Throughout the duration of the theme meal, approximately 150 diners were in attendance.

A total of 53 theme meals were sold, not including meals provided to doctors and dietary staff

members. Out of all the meals provided, only a total of 27 evaluation forms were returned. An

overwhelming number of the evaluation forms were positive with only one evaluation scoring 3

(good) and below. A majority of the categories scored 5 (excellent) and 4 (very good). One low

scoring category pertained to the texture of the noodles which some people scored as a 3 and

others as a 2 (fair). The lowest scoring category pertained to portion size which scored 3 on some

evaluations and a 2 on one evaluation. Almost all of the comments left on the evaluation forms

were positive. Many comments pertained to the cookies being very tasty and that the service

provided was excellent. One comment pertained to the rice noodles being slightly mushy while

another pertained to the noodles being too broken up and not long enough.

THEME MEAL 13

Serving Line Diagram

Several different utensils were utilized during the execution of the theme meal including

tongs of different sizes, various scoops, large serving spoons, as well as a small, regular spoon.

Area utilized for theme

meal execution

Serving line

THEME MEAL 14

Self-Evaluation

Many of the activities worked as planned. The cookies, for example, were baked the day

before the theme meal so that more time could be spent the day of the meal on gathering the

materials and preparing some of the other foods. Some of the prep work for the main entrée and

side was completed including chopping the chicken and vegetables and preparing the sauce

mixtures. Also, enough food was prepared to last the duration of the three hour period designated

for the theme meal.

Several activities did not work as planned and therefore required changes in the execution

of the theme meal. The instructions for the pad thai recipe, for example, stated to soak the rice

noodles for 30 to 50 minutes until tender and then to transfer them from the water to the skillet to

finish cooking. However, after 60 minutes of soaking, the noodles weren’t soft enough. Five

minutes before the theme meal was to start, the noodles were quickly boiled in hot water to finish

cooking them. Due to the delay, the theme meal started a few minutes later than it should have.

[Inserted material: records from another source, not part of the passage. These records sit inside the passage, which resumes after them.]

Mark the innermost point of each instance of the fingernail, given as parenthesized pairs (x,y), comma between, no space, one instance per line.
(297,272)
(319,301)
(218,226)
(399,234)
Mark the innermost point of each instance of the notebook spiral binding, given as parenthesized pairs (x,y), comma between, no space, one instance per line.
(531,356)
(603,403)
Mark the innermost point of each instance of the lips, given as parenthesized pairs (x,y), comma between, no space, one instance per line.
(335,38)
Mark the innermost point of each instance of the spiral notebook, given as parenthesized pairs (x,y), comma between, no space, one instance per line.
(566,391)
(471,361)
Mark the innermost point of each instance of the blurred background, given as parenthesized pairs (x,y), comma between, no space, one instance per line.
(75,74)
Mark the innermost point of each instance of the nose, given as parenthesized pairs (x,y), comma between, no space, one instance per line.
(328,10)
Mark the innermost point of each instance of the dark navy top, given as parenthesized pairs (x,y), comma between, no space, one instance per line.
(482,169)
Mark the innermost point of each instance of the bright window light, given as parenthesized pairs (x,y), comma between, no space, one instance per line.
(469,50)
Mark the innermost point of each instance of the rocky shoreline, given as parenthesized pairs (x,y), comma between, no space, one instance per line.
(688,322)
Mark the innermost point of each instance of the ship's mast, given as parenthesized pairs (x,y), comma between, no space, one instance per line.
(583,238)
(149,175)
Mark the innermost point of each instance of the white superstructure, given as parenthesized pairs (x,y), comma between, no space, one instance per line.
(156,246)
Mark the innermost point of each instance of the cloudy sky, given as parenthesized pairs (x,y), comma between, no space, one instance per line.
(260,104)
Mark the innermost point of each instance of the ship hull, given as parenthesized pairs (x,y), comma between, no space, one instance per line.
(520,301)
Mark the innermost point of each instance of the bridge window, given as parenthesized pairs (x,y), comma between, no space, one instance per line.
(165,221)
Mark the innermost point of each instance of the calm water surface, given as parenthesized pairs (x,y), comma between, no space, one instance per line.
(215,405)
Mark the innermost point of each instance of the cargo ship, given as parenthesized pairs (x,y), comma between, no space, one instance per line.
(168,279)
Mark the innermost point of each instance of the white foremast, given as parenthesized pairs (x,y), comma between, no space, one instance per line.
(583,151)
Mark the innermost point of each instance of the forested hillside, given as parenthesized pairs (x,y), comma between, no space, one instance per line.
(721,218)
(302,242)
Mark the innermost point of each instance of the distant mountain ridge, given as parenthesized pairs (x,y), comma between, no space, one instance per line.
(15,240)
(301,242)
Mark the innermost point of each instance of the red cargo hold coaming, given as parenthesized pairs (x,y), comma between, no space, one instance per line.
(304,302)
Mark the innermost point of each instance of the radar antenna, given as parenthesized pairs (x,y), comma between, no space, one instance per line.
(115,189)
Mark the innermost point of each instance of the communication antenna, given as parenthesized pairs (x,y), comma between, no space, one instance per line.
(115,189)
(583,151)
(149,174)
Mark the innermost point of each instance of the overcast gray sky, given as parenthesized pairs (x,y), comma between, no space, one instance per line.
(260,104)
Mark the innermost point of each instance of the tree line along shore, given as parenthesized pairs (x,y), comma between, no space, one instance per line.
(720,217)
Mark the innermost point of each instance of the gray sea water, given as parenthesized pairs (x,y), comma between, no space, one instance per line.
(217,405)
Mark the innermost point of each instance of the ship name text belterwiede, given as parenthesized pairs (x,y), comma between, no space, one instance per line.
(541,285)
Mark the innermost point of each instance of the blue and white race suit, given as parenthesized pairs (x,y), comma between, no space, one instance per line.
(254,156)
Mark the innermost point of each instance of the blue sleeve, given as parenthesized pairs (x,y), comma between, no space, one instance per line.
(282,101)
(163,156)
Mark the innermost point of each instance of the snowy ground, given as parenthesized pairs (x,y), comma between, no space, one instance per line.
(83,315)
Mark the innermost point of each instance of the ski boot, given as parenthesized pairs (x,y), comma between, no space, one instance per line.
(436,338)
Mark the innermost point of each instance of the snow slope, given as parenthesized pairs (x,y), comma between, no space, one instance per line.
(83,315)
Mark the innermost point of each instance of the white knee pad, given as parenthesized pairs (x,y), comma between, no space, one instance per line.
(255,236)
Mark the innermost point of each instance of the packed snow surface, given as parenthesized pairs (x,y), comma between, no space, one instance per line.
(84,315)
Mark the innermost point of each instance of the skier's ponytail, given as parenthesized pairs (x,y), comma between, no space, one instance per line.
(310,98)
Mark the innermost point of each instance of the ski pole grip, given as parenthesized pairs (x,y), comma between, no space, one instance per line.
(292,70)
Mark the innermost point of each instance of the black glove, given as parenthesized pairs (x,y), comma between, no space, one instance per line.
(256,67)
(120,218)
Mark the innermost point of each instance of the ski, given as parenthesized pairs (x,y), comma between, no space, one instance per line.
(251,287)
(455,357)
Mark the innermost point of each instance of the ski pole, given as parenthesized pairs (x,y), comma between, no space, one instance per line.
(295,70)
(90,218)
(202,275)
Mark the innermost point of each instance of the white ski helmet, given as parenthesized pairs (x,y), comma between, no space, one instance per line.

Similarly, another activity which didn’t go as planned included preparing enough of the pad thai

entrée before lunch to prevent people from having to wait in line. Since this was unable to be

accomplished, people did have to wait a while for their food to cook. Also, recipe cards were

made to specify the amount of ingredients needed for eight serving sizes of pad thai that would

be cooked at one time using a large skillet. The intention behind this was to prepare enough food

so that customers didn’t have to wait a long time in line. However, skillets large enough to make

eight servings worth of food were not available. Only three servings could be made at a time, so

the recipe cards were no longer able to be utilized. Instead, the amount of each ingredient

necessary for the pad thai was estimated.

The only unanticipated event that really impacted the meal was the amount of time it took

to cook the chicken. It took approximately six minutes to cook the meat before the other

ingredients for the pad thai could be added. As a result, some customers had to wait in line for a

while before their meal was ready.

Recommendations for Improvement

One recommendation for improvement includes cooking the chicken beforehand rather

than in front of the customers in order to save time. This would help to cook the pad thai faster

so that people won’t have to wait in line. Another improvement includes using larger skillets or

woks to cook more entrée servings at a time. This as well would reduce the amount of time

customers would have to wait for their meal. Lastly, I would boil the rice noodles rather than

soak them since the latter method did not work.